Objective: To explore the molecular mechanism of miR-124 suppressing the proliferation and invasion of gastric cancer cells.
Methods: SPHK1 3'UTR-luciferase vector was constructed and luciferase reporter gene assay was employed to examine the effect of miR-124 on luciferase activity. Human gastric cancer MGC-803 cells were transfected with miR-124 mimics, and then Western blot was performed to detect the expression of SPHK1 protein.

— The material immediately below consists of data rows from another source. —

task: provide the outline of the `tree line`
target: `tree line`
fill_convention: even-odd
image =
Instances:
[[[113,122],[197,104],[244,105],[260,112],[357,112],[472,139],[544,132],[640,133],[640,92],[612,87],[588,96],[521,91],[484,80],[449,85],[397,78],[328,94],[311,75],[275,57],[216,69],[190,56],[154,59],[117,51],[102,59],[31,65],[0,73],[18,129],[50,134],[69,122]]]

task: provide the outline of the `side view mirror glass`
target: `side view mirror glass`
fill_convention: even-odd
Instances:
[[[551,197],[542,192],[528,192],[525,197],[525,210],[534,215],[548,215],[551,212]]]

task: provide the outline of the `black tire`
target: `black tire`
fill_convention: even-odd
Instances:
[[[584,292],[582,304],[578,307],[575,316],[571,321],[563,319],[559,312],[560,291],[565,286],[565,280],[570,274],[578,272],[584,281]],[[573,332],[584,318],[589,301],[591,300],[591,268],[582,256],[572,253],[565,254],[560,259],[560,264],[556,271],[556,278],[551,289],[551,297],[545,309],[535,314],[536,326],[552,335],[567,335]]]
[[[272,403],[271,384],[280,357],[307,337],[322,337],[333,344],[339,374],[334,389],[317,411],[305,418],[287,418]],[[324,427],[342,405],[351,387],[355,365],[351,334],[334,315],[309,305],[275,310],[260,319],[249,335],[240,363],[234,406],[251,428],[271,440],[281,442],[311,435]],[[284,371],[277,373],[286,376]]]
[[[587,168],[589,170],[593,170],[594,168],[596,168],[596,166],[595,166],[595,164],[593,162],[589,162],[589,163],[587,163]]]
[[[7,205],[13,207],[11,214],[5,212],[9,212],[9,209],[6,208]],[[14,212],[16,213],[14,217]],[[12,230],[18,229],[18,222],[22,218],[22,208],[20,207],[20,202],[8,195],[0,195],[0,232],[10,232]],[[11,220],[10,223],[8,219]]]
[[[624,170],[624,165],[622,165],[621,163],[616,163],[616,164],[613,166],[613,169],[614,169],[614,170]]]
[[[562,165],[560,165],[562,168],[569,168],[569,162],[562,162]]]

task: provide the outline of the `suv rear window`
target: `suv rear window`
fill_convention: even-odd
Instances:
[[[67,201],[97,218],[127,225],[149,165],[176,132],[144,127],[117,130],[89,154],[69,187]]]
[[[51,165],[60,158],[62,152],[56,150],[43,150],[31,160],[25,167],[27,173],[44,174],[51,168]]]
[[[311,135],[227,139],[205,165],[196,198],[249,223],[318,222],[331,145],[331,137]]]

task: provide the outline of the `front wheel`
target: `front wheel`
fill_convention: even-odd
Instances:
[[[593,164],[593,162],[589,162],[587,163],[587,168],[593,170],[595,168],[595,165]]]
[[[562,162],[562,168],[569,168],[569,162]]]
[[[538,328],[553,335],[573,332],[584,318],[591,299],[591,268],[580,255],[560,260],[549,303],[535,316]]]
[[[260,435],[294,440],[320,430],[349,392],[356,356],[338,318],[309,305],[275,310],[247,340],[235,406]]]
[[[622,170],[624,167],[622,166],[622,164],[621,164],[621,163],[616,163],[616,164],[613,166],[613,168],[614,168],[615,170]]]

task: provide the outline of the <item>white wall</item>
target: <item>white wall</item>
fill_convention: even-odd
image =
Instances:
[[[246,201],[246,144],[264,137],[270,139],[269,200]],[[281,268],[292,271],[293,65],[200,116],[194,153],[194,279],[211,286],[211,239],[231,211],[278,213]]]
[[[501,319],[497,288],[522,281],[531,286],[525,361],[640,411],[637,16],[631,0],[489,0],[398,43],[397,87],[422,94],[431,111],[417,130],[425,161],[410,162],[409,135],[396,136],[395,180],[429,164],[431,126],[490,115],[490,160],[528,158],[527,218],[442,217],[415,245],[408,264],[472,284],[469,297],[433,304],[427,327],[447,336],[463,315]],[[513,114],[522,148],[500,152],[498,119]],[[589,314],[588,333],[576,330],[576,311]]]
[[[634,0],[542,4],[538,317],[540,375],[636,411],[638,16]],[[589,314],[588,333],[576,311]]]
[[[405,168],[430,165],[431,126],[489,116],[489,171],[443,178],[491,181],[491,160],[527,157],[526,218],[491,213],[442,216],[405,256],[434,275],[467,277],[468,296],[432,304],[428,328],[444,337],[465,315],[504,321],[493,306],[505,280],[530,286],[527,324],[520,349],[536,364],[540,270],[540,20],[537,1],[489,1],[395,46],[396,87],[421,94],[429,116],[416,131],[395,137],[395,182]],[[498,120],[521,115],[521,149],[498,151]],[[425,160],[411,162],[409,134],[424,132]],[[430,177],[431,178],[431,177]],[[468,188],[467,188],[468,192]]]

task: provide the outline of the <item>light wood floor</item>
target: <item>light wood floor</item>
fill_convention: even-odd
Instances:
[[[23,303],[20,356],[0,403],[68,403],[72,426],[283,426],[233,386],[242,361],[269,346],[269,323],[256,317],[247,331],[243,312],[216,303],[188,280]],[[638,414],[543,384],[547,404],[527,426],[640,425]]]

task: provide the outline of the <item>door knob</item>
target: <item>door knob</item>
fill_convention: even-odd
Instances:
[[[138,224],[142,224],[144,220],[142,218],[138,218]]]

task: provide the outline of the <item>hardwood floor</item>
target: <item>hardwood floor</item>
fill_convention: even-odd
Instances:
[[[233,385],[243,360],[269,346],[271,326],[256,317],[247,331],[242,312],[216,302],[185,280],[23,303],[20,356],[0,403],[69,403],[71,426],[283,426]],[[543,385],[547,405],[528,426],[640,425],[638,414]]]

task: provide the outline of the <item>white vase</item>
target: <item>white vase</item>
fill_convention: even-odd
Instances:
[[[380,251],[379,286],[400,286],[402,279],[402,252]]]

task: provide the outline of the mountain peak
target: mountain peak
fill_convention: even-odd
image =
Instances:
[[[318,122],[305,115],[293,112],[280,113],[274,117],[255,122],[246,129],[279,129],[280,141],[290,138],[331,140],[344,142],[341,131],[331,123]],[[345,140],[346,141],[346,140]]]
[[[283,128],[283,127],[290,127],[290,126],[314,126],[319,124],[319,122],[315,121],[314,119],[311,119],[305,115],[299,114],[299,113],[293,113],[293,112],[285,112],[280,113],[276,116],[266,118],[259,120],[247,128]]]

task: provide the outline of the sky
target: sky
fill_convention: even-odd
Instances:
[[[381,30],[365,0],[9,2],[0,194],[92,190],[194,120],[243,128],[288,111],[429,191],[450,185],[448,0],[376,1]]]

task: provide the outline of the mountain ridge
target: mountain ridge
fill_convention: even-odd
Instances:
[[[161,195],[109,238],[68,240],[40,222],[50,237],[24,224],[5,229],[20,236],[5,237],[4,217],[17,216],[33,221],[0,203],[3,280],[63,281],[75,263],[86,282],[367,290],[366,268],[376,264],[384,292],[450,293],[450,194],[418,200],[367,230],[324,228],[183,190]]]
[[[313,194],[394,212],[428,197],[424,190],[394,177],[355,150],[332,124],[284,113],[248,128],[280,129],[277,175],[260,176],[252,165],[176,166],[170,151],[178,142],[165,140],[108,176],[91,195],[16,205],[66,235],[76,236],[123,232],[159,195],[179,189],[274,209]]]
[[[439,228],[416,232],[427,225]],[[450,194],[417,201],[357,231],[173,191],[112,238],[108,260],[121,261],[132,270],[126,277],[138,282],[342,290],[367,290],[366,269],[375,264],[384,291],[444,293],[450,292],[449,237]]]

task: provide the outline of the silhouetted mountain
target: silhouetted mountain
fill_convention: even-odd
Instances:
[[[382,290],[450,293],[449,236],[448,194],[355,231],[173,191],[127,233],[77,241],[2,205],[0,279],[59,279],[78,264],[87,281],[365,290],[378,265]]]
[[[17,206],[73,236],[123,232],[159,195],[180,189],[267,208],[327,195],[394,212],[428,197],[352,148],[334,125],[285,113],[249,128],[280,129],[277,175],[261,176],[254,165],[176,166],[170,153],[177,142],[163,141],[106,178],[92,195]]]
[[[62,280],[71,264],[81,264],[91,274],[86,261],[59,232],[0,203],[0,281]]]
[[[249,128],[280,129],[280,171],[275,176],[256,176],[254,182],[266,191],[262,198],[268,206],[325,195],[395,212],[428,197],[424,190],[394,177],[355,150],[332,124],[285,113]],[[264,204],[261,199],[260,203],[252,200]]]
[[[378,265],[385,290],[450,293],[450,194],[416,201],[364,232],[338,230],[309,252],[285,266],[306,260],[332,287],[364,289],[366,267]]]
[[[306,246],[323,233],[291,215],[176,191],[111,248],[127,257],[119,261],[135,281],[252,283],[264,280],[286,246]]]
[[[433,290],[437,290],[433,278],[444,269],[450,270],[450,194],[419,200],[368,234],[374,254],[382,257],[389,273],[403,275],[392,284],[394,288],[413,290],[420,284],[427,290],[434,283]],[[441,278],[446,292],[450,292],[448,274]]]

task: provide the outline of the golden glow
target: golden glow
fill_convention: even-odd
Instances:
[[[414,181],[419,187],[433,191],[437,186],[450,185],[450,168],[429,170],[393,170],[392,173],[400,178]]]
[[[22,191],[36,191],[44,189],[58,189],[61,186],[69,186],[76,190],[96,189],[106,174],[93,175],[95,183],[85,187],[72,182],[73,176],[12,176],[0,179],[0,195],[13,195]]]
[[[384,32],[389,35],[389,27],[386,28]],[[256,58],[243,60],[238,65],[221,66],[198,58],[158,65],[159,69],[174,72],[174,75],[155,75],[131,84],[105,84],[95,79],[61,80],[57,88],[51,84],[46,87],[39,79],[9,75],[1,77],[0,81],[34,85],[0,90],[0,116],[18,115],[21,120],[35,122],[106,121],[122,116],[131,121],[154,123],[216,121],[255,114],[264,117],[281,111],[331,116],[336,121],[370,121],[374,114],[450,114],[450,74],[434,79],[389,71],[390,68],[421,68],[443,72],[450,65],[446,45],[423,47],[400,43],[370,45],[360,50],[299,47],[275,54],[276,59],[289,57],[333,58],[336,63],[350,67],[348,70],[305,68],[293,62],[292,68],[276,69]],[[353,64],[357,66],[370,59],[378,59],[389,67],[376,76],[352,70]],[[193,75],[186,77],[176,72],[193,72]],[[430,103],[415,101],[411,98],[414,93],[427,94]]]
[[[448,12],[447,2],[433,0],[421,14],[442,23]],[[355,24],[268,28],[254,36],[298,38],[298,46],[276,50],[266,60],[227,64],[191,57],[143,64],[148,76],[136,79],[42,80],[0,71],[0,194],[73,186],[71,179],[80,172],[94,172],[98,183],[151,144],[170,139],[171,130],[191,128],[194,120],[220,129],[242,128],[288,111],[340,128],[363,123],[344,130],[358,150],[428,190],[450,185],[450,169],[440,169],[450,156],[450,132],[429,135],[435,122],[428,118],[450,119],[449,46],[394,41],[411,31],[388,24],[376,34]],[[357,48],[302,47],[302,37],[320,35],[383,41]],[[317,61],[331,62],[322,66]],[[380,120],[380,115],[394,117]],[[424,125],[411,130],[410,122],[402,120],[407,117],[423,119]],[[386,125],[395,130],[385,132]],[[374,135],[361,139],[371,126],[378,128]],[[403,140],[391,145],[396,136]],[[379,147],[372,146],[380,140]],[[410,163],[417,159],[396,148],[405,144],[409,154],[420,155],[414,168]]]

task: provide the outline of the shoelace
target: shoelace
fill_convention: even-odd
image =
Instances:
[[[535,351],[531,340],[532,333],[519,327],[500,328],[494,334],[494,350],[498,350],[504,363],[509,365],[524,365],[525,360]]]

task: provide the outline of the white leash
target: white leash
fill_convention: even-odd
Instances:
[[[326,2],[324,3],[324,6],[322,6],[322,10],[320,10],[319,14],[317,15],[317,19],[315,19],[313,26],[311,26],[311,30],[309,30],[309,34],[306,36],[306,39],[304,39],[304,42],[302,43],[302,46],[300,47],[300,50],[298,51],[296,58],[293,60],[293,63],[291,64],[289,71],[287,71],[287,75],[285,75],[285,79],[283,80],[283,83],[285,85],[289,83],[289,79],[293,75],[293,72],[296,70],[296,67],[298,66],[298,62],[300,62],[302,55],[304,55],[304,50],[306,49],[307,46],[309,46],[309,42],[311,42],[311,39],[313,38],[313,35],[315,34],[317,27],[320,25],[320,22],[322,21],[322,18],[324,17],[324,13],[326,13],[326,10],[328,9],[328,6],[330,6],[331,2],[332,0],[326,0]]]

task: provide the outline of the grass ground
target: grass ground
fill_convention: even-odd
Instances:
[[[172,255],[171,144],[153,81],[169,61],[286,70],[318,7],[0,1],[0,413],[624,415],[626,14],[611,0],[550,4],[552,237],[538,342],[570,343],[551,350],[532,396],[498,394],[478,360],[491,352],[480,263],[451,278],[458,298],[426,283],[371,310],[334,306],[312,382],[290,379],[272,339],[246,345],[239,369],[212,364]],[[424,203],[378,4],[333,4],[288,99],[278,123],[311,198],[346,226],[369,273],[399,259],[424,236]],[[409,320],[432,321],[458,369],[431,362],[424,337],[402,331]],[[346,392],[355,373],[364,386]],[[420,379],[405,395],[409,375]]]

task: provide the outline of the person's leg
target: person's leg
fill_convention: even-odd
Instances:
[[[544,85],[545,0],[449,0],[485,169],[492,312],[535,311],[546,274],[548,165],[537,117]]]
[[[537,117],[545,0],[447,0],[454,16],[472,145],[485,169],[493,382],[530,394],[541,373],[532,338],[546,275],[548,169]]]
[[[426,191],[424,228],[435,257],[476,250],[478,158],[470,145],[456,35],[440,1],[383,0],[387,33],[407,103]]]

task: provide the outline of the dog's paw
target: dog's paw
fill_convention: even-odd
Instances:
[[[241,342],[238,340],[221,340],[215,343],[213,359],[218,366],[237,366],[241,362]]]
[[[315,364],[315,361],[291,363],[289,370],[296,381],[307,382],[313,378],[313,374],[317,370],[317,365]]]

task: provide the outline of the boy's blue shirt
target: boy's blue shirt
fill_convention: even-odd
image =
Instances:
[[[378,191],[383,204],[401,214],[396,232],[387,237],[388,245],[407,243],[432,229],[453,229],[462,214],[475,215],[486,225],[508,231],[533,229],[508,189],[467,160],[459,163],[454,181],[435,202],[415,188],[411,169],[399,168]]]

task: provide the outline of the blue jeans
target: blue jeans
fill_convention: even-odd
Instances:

Results: Luciferase reporter vector system confirmed that SPHK1 was a target gene of miR-124. Western blot showed that the expression of SPHK1 protein was inhibited by miR-124. After transfection of miR-124 mimics or SPHK1 siRNA for 12 h, 24 h and 48 h, respectively, MTT assay showed that the A values of the three groups were significantly different (P < 0.05), and it was in a time-dependent manner. After transfection of miR-124 mimics or SPHK1 siRNA for 24 h, transwell invasion assay showed that the number of transmembrane cells was 54.6 ± 8.3 in the SPHK1 siRNA group and 47.8 ± 6.6 in the miR-124 mimics group, both were significantly lower than 100.6 ± 11.3 of the control group (P < 0.05), indicating that SPHK1 siRNA can slow down the invasion of MGC-803 cells.
Conclusion: miR-124 can suppress the cell proliferation and invasion by targeting SPHK1 in gastric carcinoma.